Employment Retaliation

Retaliation is an act by an employer, either economically tangible or more subtle, in an attempt to have an adverse affect on an employee who has objected to sexual harassment, discrimination, or other illegal activity. Retaliation may also occur where a woman has taken leave under the Family and Medical Leave Act.

One type of retaliation is where the victim can show a tangible adverse employment action including wrongful termination, a pay-cut, or another demonstrable act that caused economic injury or significantly altered the terms and conditions of the employment relationship.

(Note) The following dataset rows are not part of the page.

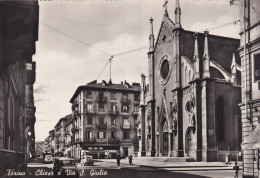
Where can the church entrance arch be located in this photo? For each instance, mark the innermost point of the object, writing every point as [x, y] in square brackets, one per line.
[165, 146]
[188, 141]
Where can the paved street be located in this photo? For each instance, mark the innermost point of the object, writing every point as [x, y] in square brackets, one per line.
[108, 168]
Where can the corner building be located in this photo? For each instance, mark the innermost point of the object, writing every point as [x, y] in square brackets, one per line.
[104, 119]
[190, 107]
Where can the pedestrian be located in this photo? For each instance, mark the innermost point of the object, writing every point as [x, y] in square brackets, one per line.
[118, 160]
[236, 169]
[130, 159]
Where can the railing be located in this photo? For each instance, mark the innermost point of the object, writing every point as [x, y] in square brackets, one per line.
[113, 140]
[125, 101]
[90, 111]
[90, 140]
[113, 126]
[126, 126]
[135, 113]
[128, 140]
[102, 99]
[101, 126]
[114, 113]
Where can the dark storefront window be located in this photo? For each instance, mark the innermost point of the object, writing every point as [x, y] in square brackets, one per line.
[257, 67]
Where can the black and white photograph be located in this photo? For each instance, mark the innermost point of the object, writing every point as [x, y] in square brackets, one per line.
[130, 88]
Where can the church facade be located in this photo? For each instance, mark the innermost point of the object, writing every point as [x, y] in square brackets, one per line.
[189, 108]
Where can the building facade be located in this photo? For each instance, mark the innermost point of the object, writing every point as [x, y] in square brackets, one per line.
[190, 107]
[18, 35]
[59, 136]
[104, 119]
[249, 52]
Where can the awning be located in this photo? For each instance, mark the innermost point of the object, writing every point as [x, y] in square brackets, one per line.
[253, 140]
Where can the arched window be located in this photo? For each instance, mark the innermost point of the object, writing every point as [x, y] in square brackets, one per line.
[182, 75]
[186, 76]
[220, 122]
[189, 76]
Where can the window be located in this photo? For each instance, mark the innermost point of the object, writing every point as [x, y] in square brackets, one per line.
[89, 135]
[101, 121]
[257, 67]
[113, 121]
[124, 108]
[101, 107]
[126, 135]
[101, 134]
[136, 97]
[89, 121]
[125, 96]
[28, 66]
[89, 94]
[101, 95]
[113, 135]
[112, 96]
[89, 107]
[126, 124]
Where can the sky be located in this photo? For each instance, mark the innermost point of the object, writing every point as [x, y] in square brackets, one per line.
[67, 29]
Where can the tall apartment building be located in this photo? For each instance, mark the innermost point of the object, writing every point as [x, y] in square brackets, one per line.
[105, 118]
[249, 52]
[18, 35]
[59, 136]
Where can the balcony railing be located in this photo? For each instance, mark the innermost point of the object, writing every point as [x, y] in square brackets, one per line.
[126, 126]
[114, 112]
[125, 101]
[101, 126]
[78, 140]
[90, 111]
[90, 140]
[135, 113]
[126, 140]
[113, 126]
[102, 99]
[113, 140]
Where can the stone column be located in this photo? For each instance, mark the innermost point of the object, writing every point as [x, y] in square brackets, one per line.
[143, 151]
[169, 144]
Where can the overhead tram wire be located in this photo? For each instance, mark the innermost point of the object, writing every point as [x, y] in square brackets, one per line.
[223, 25]
[96, 24]
[126, 52]
[82, 42]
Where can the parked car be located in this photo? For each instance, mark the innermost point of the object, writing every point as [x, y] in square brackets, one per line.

If you complained about an employer’s illegal actions and were transferred to a different location or you lost certain benefits, you could claim that you suffered from an act of retaliation. Retaliation also includes more subtle acts, such as changes to your work shift. The court will look at the context and the particular circumstances surrounding your claim to determine the effects of an act of retaliation. You may have had child care needs and now a retaliatory shift change prevents you from managing those needs.

Whistleblower Law

Whistleblower law protects certain people who take an affirmative step to object to a practice that violates a law, rule, or regulation. For instance, an individual who objects to sexual harassmentpregnancy discrimination, and other illegal activities would likely be protected by California’s whistleblower laws.

Most employers are savvy enough not to fire a whistleblower outright. Commonly, a worker is suddenly cited for poor performance or insubordination. As the black marks accumulate in the personnel file, the employee may be passed over for raises and promotions, demoted or transferred, and eventually fired.